The machine produced equally dense, smooth, and creamy ice cream, when it was filled to maximum capacity with a 1500g batch.
Would I recommend this machine to the restaurant or cafe owner? Yes, absolutely. I think this would be a good machine for the restaurant or cafe owner to start with to try the concept before moving on to a larger machine once demand increases.
Would I recommend this machine to the home cook? Yes, but only if money isn’t an issue. If money isn’t an issue and if making a lot of ice cream in a short period of time is your priority, then this commercial machine with an in-built compressor would certainly be a good choice.
However, you don’t have to spend a lot of money on an expensive machine to make excellent-quality ice cream at home. The Cuisinart ICE30 makes ice cream that is comparable in quality to the Musso Polla 5030 and is an excellent machine for the home cook on a budget.
What you are paying for on the Musso Polla 5030 is 1. the impressive in-built compressor; and 2. the impressive 1.5 quart freezer bowl.
The in-built compressor can freeze a 1000g batch in about 13 minutes and a 1500g batch in about 25 minutes. This relatively short residence time (or the time the mix spends in the machine) contributes to the development of smooth and creamy ice cream by promoting the formation of small ice crystals: the longer a mix spends in a machine, the larger the ice crystals are likely to grow and the sandier the texture is likely to be.

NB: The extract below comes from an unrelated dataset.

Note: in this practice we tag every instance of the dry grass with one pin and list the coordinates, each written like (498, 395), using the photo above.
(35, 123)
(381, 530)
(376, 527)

Having an in-built compressor also means that you can make batch after batch of ice cream. This is a big advantage over machine like the Cuisinart ICE 30 that don’t have an in-built compressor and require the bowl to be frozen overnight before you can make a batch of ice cream.
This machine is, however, by no means perfect. The burning rubber smell and the central pin issue are certainly two points that could be improved and need to be kept on top of.
If you are a home cook looking for an ice cream machine with an in-built compressor at a more reasonable price, I would recommend either the Cuisinart ICE100 or the Breville BCI600XL Smart Scoop. Both make excellent-quality ice cream that is dense, smooth, and creamy. If you are a seasoned ice cream maker or need to make a lot of ice cream at home AND money isn’t an issue, then I would certainly recommend the Musso Pola 5030.
If you found this review helpful and are thinking of buying the Musso Polla 5030, you can support the blog by using the link below to buy your machine from the chaps at amazon.
Hope that review helps.
All the best, Ruben
- Powerful in-built compressor that can churn a 1000g batch in about 12 minutes.
- Impressive 1.4 litre, or 1.5 quart, capacity.
- All stainless steel finish.
- Stainless steel dasher.
- Ridiculously expensive.
- The central pin issue.
- A burning rubber smell after about 26 minutes when you churn a large 1500g batch.